Enzyklika: Tück vermisst Eingehen auf Agnostiker

Der Wiener Dogmatik-Professor Jan-Heiner Tück meint, „Lumen fidei“ sei zwar „sehr qualitäts- und gehaltvoll“, aber Anfragen aus Wissenschaften und existenziellen Krisen hätten stärker berücksichtigt werden können.

Der Wiener katholische Theologe Jan-Heiner Tück, hat auf Grenzen der seiner Meinung nach ansonsten „sehr qualitäts- und gehaltvollen“ Zwei-Päpste-Enzyklika hingewiesen, die am Freitag veröffentlicht wurde. In der ORF-Religionssendung „Orientierung“ sagte Tück am Sonntag, eine der Schwächen des Lehrschreibens „Lumen fidei“ sei, dass „die Suche von Agnostikern, die Suche von Menschen, die meinen, nicht mehr glauben zu können, nur begrenzt aufgenommen wird“.
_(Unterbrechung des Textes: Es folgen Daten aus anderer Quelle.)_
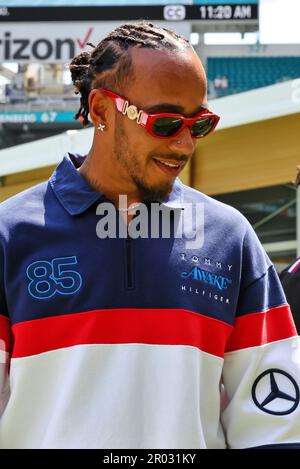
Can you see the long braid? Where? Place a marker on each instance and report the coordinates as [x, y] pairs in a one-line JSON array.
[[108, 66]]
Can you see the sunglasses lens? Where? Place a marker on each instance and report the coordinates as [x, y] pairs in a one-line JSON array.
[[166, 126], [202, 127]]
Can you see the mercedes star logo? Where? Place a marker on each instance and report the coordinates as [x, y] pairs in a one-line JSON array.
[[275, 392]]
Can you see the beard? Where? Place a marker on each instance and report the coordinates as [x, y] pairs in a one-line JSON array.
[[130, 162]]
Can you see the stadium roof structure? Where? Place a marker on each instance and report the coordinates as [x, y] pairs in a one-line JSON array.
[[236, 110]]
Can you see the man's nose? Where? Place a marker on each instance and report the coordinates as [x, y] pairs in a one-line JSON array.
[[183, 142]]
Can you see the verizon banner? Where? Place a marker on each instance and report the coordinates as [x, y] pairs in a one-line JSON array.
[[48, 42]]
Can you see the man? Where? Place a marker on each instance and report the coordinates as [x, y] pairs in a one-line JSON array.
[[290, 277], [127, 341]]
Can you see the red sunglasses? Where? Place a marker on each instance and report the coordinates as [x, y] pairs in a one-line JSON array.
[[165, 125]]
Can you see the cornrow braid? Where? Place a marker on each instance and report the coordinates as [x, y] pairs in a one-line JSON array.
[[108, 65]]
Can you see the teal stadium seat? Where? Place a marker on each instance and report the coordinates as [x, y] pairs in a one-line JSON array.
[[248, 73]]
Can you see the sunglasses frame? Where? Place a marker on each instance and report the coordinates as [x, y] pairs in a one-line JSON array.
[[147, 120]]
Kritische Fragen zu wenig berücksichtigt

Gerade die Fragen, die heute „von Agnostikern, von außen“ kämen, berührten jedoch auch das Selbstverständnis der Gläubigen, betonte Tück: „Insofern wäre es vielleicht schön gewesen, wenn diese kritischen Anfragen, die heute aus den Wissenschaften, aber auch aus existenziellen Krisen kommen, stärkere Berücksichtigung gefunden hätten.“

Jan-Heiner Tück

Kathbild/Franz Josef Rupprecht

Jan-Heiner Tück, Professor für Dogmatische Theologie an der Universität Wien

Gut findet Tück, dass im Text der Päpste von Friedrich Nietzsche ausgegangen wird, „der ja früher auf dem Index verbotener Bücher stand“. Jetzt werde er päpstlicherseits gleich eingangs für die Problemexposition herangezogen. Nietzsche argumentiere, dass „wer glaubt, sein privates Glück suchen mag - aber er blockiert dadurch das Abenteuer des Wissens“. Hier setze Benedikt XVI. - „beziehungsweise Franziskus, müssen wir korrekt sagen“ - einen Kontrapunkt.
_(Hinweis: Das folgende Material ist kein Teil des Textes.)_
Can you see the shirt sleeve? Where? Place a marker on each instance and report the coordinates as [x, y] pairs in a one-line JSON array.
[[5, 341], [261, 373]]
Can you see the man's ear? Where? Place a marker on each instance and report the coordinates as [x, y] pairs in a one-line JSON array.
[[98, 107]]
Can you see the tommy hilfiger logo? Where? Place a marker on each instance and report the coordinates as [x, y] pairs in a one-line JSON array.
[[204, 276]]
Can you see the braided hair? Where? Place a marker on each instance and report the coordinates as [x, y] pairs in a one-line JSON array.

Die Päpste sagten hier „Nein“ zu Nietzsche, denn „der Glaube steht nicht im Widerspruch zur Vernunft, im Gegenteil: Er hält die großen Fragen offen, die heute durch eine technologisch verengte Vernunft oft niedergehalten und verdrängt werden“, resümierte der Theologe.

„Benedikt und Franziskus lehrmäßig sehr ähnlich“

Es zeige sich, dass Benedikt und Franziskus lehrmäßig sehr ähnlich seien, betonte Prof. Tück: „Bei aller Differenz in der Amtsausübung gibt es doch eine große Kontinuität was die theologische Grundsatzarbeit anlangt.“ Franziskus habe deshalb die Vorgängerarbeit über den Glauben in seine erste Enzyklika aufgenommen.

Sendungshinweis:

„Erfüllte Zeit“, Sonntag, 14.7.2013 7.05 in Ö1.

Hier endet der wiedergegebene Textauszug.